# How long do fresh fillets keep in the fridge?



## JD7.62

I have some pomp fillets I caught Tuesday in the fridge. I rinsed the fillets and pat dried them with paper towels and then wrapped two at a time real tight in plastic wrap. How long will they keep? I usually eat my fish with in a day of capture but it looks like I wont be able to get to them until tomorrow, will they be good still?


----------



## SaltAddict

Probably.. always cover fish in ice if you refridgerate. Do not allow to sit in water. Keep in a strainer with catch pan under it. Add ice/empty catch pan as needed.


----------



## SouthAlabamaSlayer

They should be fine. Just make sure all the air is out of the bag.


----------



## Instant Karma

I never keep fish in fridge unless it is on ice. You will be amazed how much difference it makes. Some species will keep longer than others.

For me if it can't pass the smell test it becomes cat food.


----------



## MrFish

> For me if it can't pass the smell test it becomes cat food.


Yep. You can smell it if it's questionable or bad.


----------



## Chris V

I'll keep them in fridge for 6-7 days. After that I freeze, unless at that point they smell funny and then go in the trash.


----------



## Orion45

SaltAddict said:


> Probably.. always cover fish in ice if you refridgerate. Do not allow to sit in water. Keep in a strainer with catch pan under it. Add ice/empty catch pan as needed.

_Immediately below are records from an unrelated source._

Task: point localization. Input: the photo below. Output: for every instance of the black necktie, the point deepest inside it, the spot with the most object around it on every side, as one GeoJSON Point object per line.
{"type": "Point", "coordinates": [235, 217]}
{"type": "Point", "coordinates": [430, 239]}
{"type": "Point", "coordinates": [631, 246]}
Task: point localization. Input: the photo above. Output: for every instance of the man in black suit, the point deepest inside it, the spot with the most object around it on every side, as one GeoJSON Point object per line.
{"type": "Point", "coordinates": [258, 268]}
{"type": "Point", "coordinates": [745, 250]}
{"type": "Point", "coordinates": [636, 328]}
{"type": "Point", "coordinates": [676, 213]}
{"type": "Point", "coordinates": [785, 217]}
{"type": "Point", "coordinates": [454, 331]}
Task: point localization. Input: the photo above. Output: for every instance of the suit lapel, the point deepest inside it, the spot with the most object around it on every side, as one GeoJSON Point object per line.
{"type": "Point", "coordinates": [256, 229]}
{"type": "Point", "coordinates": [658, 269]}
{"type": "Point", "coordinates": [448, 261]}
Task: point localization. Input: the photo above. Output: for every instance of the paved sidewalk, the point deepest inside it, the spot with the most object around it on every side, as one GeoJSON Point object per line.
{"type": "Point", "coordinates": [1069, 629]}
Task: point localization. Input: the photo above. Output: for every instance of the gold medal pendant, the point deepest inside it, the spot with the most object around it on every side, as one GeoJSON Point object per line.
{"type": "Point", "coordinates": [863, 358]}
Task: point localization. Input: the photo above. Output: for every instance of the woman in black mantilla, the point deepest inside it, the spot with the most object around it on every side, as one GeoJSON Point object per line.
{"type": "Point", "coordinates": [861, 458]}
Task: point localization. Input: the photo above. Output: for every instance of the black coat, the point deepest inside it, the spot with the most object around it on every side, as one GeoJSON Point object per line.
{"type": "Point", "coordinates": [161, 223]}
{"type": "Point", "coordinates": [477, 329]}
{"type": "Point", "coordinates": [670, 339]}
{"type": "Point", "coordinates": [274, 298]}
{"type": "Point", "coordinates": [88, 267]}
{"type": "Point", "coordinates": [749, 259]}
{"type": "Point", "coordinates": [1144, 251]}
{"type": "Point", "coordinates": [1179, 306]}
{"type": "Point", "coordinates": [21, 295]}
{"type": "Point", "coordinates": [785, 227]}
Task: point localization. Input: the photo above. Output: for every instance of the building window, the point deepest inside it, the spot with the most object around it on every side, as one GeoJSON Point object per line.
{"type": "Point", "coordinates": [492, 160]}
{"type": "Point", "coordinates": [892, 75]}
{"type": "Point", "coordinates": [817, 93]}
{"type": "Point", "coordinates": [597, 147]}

+1 Also works with fresh raw shrimp, if you want to eat it the next few days.


----------



## screwballl

Typically we use/eat the fish within 3 days of being refrigerated, if we know we will not use them within 3 days, we put them in a little water and ziploc freezer bag, and freeze them (with plenty of room for freezing expansion).


----------



## fishboy292

One of the primary things that age fish is exposure to oxygen. Works well to keep the fish whole(gutted) and packed well on ice until near time for your cooking. If you fillet them keep in a ziploc with all air and water/blood drained out. The least exposure to air the better. 
Often eat fish 7 days plus after catch if properly kept. Well except for mullet of course, which is out of the water and into the pan. 
And always, the nose knows...


----------



## billfishintimecg

Last longer if you keep it on ice, not in the fridge.


----------



## aroundthehorn

Smell test....


----------



## Nitzey

As many people have said, keep the fish on ice, 32°F. White fish, like pompano, will not be oxidized as easily as say bluefish. We bought a new refrigerator, and it is at 35° instead of 45°. Everything lasts longer.


----------



## jjam

The consensus support on ice and I agree with this but recently I place filet's in a bowl with fresh milk and seal. I'll replace milk with fresh milk ea day until all filet's are gone as I fry up some every day up to five days til gone.

I was told that the milk decreases acid that spoils the fish...not sure about the chemistry but works for me.

If holding up to six months, I'll pat dry with paper towels and vacuum seal. Thaw & soak in milk for a few hours before frying...takes the smell right out and fish taste fresh.

Jimmy


----------



## jjam

Nitzey said:


> As many people have said, keep the fish on ice, 32°F. White fish, like pompano, will not be oxidized as easily as say bluefish. We bought a new refrigerator, and it is at 35° instead of 45°. Everything lasts longer.


FYI, 

your frig should be below 40 F at all times to ensure food safety, 35 F even better but anything above 40 F your inviting in FBI (Food Born Illness)

Jimmy


----------



## Starlifter

I invested in a Food Saver vacuum sealer to lengthen the time I can store fish, for this very reason. Though I've noticed that between 5-7 days is the maximum time I'll keep fillets in the fridge before eating or freezing.

Also, I too agree if raw meat stored in a fridge doesn't smell fresh (has a little funk) then I'm not taking any chances eating it.


----------